Machine Learning Thesis Proposal
- Gates Hillman Centers
- MANZIL ZAHEER
- Ph.D. Student
- Machine Learning Department
- Carnegie Mellon University
Representation Learning @ Scale
Machine learning techniques are reaching or exceeding human level performances in tasks like image classification, translation, and text-to-speech. The success of these machine learning algorithms have been attributed to highly versatile representations learnt from data using deep networks or intricately designed Bayesian models. Representation learning has also provided hints in neuroscience, e.g. for understanding how humans might categorize objects. Despite these instances of success, many open questions remain.
Data come in all shapes and sizes: not just as images or text, but also as point clouds, sets, graphs, compressed, or even heterogeneous mixture of these data types. In this thesis, we want to develop representation learning algorithms for such unconventional data types by leveraging their structure and establishing new mathematical properties. Representations learned in this fashion were applied on diverse domains and found to be competitive with task specific state-of-the-art methods.
Once we have the representations, in various applications its interpretability is as crucial as its accuracy. Deep models often yield better accuracy, but require a large number of parameters, often notwithstanding the simplicity of the underlying data, rendering it uninterpretable which is highly undesirable in tasks like user modeling. On the other hand, Bayesian models produce sparse discrete representations, easily amenable to human interpretation. In this thesis, we want to explore methods that are capable of learning mixed representations retaining best of both the worlds. Our experimental evaluations show that the proposed techniques compare favorably with several state-of-the-art baselines.

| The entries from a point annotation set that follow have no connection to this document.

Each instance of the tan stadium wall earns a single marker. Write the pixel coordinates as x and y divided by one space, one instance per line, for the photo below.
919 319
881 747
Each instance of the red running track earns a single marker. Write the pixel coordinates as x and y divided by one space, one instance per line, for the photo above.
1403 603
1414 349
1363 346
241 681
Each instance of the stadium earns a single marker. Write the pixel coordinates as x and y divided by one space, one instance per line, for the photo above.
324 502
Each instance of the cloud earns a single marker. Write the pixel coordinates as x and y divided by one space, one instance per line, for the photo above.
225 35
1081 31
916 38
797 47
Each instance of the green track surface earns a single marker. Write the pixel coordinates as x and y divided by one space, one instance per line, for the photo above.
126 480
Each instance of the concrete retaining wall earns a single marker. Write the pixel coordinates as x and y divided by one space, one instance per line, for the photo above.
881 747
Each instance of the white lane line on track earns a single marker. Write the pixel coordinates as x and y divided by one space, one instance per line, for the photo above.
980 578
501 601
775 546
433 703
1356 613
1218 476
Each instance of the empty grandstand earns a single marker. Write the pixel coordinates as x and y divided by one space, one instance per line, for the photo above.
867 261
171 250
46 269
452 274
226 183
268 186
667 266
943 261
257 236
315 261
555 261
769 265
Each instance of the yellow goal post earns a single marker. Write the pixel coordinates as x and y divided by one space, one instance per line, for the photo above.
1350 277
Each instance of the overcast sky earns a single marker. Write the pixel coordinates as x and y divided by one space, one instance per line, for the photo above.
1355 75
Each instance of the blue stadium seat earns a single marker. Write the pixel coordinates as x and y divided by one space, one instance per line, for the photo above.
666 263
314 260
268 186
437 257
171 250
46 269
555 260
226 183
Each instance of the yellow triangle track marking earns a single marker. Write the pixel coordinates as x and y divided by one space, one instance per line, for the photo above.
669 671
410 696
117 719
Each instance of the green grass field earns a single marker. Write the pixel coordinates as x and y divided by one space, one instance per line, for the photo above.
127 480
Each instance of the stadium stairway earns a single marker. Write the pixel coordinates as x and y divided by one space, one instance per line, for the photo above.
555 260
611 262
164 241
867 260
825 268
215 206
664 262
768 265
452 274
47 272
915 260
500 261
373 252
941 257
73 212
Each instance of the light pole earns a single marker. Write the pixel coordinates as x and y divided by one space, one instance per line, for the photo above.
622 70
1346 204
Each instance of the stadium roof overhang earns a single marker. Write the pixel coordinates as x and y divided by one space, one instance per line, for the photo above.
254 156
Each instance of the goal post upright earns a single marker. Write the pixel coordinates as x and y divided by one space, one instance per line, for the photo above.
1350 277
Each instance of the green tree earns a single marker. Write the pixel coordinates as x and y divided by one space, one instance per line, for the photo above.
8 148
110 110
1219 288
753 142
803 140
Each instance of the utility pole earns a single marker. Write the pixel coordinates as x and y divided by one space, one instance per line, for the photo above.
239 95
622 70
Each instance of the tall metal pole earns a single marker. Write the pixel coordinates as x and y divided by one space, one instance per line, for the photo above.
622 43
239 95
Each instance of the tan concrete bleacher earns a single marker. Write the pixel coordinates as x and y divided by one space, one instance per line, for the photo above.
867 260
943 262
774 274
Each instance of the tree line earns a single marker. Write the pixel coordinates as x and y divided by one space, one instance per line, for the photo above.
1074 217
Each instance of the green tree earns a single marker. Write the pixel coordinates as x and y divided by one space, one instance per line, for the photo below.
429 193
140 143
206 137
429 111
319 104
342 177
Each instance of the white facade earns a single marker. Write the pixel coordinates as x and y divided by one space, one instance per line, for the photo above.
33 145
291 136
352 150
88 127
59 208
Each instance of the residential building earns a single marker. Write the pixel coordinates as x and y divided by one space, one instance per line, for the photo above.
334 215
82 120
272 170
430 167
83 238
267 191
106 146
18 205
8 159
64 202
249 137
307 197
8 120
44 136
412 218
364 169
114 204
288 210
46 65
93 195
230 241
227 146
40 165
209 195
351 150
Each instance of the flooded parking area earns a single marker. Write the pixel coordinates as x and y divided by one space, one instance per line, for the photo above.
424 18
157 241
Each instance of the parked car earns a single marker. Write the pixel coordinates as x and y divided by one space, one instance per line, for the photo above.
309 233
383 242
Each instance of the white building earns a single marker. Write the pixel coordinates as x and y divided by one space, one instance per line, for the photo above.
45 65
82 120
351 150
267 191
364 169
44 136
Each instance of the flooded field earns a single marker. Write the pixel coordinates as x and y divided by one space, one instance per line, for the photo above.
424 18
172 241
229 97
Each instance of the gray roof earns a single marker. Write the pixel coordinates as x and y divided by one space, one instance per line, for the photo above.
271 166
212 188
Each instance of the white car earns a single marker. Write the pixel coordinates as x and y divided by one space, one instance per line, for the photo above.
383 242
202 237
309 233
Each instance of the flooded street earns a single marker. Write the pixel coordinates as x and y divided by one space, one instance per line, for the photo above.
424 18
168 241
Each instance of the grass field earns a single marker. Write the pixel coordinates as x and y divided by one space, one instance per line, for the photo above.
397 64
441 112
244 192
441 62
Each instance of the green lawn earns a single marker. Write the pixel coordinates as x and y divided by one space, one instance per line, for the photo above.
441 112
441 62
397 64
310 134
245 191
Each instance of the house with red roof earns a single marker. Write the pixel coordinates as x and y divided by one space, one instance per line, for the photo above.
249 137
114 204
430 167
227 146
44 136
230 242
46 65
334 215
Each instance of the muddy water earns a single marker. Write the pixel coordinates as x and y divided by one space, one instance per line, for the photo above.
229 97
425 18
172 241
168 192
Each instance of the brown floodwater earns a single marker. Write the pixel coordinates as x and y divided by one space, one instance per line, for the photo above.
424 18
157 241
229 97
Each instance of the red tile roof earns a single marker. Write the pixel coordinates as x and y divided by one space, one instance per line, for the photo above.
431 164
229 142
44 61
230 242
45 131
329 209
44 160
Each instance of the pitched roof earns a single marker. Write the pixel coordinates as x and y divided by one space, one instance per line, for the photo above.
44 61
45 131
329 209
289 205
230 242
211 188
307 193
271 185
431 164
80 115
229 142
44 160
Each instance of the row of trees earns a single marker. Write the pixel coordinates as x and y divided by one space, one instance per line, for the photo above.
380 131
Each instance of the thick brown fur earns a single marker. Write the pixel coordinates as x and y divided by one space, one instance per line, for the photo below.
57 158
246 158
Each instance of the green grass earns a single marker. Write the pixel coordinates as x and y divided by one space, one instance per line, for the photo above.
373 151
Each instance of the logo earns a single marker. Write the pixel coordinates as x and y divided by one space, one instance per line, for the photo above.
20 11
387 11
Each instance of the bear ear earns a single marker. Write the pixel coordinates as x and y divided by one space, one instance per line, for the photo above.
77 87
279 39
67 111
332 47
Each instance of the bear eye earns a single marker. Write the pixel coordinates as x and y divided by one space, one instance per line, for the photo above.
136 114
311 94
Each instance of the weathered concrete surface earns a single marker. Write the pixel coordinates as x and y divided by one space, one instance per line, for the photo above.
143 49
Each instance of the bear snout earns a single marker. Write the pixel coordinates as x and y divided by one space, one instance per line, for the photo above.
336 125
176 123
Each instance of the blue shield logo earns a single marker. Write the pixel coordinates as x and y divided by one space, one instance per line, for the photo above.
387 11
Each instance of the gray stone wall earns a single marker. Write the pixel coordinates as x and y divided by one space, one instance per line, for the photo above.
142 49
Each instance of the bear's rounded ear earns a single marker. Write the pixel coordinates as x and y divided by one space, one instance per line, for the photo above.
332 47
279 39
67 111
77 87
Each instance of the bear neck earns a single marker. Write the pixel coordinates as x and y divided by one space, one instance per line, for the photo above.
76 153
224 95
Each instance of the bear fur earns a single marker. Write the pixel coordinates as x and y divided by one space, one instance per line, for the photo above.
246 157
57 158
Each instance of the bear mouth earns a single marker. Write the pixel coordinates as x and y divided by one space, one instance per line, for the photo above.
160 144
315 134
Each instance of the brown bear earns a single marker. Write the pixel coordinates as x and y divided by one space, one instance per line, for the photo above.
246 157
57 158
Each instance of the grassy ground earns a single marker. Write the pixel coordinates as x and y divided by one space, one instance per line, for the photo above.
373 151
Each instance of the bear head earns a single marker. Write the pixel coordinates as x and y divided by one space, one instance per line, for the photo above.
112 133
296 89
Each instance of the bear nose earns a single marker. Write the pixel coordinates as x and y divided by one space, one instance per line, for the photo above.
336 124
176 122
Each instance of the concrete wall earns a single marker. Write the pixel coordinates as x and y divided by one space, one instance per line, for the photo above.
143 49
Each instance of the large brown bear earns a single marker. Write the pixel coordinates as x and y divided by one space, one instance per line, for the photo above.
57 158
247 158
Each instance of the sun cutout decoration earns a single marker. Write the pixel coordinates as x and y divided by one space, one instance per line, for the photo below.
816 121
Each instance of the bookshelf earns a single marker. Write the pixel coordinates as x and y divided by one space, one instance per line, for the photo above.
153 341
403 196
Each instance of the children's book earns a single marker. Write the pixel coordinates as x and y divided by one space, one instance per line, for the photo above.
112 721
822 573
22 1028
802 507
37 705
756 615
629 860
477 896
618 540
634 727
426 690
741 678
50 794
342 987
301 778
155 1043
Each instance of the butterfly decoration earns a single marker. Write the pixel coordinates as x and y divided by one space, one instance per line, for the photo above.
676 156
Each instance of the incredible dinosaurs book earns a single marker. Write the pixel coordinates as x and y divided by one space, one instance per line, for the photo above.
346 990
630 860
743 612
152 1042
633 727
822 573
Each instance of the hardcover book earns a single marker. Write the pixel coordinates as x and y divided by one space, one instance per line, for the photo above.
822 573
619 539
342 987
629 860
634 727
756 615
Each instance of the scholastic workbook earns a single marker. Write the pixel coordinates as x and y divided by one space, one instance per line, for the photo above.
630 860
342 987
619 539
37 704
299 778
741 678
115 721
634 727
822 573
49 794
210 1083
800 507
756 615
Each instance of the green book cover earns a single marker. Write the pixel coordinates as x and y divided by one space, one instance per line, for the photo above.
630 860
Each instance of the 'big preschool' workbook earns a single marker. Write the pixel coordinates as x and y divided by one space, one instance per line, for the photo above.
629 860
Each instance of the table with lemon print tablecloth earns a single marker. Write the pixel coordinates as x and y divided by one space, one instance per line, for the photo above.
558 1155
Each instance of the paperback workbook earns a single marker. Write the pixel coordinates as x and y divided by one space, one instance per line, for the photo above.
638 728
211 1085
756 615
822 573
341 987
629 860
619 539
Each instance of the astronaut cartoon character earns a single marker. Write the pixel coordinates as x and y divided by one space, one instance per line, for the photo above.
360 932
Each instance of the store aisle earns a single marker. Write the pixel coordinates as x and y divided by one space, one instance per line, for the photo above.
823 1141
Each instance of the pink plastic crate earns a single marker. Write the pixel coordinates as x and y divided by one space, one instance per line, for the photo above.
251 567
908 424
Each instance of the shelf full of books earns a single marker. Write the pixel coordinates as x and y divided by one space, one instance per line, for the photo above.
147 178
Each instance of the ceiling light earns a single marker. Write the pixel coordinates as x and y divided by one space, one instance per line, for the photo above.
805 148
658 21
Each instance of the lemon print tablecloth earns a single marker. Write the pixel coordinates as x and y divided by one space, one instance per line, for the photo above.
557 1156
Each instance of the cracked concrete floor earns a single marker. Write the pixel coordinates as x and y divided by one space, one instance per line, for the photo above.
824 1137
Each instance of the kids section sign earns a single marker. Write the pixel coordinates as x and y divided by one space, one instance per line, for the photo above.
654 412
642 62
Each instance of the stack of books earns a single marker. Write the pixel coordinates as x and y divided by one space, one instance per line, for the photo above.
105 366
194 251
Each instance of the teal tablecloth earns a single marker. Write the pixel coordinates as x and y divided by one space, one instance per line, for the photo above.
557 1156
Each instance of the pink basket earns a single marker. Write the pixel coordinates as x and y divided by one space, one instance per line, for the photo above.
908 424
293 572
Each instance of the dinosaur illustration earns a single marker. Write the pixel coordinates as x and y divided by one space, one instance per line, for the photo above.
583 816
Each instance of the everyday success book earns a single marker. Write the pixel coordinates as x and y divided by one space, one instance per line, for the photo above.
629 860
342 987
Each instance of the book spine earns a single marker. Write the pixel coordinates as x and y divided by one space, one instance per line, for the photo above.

Finally, one would want such interpretable representations to be inferred from large-scale data, however, often there is a mismatch between our computational resources and the statistical models. In this thesis, we want to bridge this gap by solutions based on a combination of modern computational techniques/data structures on one side and modified statistical inference algorithms on the other. We introduce new ways to parallelize, reduce look-ups, handle variable state space size, and escape saddle points. On latent variable models, like latent Dirichlet allocation (LDA), we find significant gains in performance.
To summarize, in this thesis, we want to explore three major aspects of representation learning — diversity: being able to handle different types of data, interpretability: being accessible to and understandable by humans, and scalablity: being able to process massive datasets in a reasonable time and budget.
Barnabás Póczos (Co-Chair)
Ruslan Salakhutdinov (Co-Chair)
Alexander J. Smola (Amazon)
Andrew McCallum (University of Massachusetts Amherst)